30.03.2010 (mal)
Die geriatrische Behandlung ist ein wichtiger Bestandteil der Gesundheitsregion Marburg-Biedenkopf. Gemeinsame Projekte betreuen derzeit das Diakonie-Krankenhaus Marburg-Wehrda und die Hessische Bergland-Klinik in Bad Endbach. Die Wichtigkeit von ganzheitlichen Ansätzen bei älteren Patienten verdeutlichten Krankenhaus-Chefarzt Dr. Walter Gleichmann und Klinik-Chefarzt Jochen Gehrke am Dienstag (30. März) in der Kreisverwaltung.
"Mit der Gesundheitsregion Marburg-Biedenkopf können wir auf verschiedene Schwerpunkte aus dem Bereich der Gesundheitswirtschaft und Gesundheitsversorgung aufmerksam machen", betonte Landrat Robert Fischbach. Die Geriatrie zeige auf, dass mit älteren Patienten anders und vor allem ganzheitlicher umzugehen sei. Nur so könnten langfristige Erfolge erzielt werden.

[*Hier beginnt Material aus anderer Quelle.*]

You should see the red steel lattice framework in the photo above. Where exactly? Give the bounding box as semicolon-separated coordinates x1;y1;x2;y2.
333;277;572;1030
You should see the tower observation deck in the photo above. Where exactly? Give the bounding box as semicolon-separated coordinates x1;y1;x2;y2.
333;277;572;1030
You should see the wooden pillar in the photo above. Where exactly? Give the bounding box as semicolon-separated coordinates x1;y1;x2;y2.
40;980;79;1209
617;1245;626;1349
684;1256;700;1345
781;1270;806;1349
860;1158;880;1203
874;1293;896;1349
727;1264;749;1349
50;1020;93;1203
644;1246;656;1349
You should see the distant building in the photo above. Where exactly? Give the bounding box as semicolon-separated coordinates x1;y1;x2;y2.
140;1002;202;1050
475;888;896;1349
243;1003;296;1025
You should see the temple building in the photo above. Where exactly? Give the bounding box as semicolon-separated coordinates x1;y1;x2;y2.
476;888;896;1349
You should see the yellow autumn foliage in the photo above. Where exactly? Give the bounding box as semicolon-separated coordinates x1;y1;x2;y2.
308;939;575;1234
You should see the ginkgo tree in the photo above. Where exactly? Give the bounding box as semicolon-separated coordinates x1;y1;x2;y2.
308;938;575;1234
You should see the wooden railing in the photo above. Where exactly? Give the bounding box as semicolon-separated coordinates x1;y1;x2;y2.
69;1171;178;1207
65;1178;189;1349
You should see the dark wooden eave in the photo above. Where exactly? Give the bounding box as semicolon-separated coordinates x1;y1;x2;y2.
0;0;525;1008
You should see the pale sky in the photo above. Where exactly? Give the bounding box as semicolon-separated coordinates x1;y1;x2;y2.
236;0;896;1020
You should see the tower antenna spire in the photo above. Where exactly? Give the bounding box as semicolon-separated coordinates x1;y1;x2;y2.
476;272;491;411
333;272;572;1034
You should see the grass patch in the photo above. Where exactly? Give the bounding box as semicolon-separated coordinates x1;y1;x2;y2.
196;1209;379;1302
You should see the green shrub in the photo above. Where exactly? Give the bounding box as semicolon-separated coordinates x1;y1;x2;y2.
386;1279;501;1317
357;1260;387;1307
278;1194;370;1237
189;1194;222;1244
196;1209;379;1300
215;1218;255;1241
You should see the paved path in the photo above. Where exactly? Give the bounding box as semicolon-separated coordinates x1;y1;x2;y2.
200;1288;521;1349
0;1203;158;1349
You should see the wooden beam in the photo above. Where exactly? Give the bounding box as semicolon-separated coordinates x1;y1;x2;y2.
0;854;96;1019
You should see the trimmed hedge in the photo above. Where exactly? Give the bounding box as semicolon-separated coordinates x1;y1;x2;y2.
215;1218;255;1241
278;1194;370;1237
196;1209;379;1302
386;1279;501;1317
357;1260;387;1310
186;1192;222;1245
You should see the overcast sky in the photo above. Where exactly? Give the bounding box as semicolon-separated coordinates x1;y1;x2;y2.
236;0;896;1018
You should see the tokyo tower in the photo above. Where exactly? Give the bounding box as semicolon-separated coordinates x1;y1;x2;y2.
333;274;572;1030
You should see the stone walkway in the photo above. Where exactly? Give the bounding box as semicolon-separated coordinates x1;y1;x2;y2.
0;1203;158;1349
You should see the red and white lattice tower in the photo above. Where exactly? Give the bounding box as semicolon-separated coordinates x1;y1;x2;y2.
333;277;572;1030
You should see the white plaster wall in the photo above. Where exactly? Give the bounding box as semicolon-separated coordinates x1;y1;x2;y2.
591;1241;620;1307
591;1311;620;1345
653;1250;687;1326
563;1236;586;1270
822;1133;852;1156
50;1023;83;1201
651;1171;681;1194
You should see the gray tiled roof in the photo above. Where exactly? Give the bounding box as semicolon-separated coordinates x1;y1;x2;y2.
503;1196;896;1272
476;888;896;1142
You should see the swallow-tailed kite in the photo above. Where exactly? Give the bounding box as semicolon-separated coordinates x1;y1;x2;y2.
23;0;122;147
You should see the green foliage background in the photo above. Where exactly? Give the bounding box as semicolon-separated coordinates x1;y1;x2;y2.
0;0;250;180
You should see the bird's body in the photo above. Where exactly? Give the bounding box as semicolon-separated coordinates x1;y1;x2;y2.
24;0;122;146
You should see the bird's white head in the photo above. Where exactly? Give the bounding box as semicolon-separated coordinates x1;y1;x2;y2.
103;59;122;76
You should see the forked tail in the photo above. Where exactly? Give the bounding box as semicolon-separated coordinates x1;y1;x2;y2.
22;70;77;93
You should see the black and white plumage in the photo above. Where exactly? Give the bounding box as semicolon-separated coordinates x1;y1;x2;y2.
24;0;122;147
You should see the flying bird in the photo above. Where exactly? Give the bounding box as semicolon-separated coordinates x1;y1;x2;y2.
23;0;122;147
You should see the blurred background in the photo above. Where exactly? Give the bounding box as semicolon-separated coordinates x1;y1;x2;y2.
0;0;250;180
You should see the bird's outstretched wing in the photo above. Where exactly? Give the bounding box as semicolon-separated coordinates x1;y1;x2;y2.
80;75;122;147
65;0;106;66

"Geriatrie ist keine Medizin aller über 65-Jährigen. Geriatrisches Wissen umfasst vielmehr besondere Kenntnisse über Alter und Krankheit und ihre vielfachen Wechselwirkungen", erläuterte Gleichmann.
Ein geriatrischer Patient sei viel mehr eine biologisch ältere Person, die durch altersbedingte Funktions-Einschränkungen bei Erkrankungen akut gefährdet sei. Durch gleichzeitiges Auftreten mehrerer chronischer Erkrankungen (Multimorbidität) bestehe ein besonderer Handlungsbedarf.
Das Alter ziehe vieles nach sich. Krankheitsbilder könnten dann ein anderes Gewicht erhalten. Ein Verlust der Selbstversorgungs-Fähigkeit durch kleinere Infektionen sei keine Seltenheit.
Im Alter werde die Leistungs-Grenze schneller erreicht. Überschreitungen könnten zum körperlichen, seelischen und sozialen Zusammenbruch führen.
Da ältere Menschen häufiger von Erkrankungen betroffen sind als jüngere, werden Alter und Krankheit häufig gleichgesetzt. Wenn sich im Alter Gesundheits-Einbußen einstellten, seien sie meist in den Bereichen körperlicher Funktionen wie dem Hören, Sehen oder der Bewegung zu finden.
Beide Ärzte verwiesen darauf, dass die Multimorbidität ein großes Problem darstellt. So könne eine Lungenentzündung das Auftreten einer Herzschwäche begünstigen. Ein nachfolgender Blutdruck-Einbruch sei die direkte Konsequenz. Eine vorher bestehende Einengung an einem neuronalen Blutgefäß werde nun zu einem Problem und habe einen Schlaganfall zur Folge.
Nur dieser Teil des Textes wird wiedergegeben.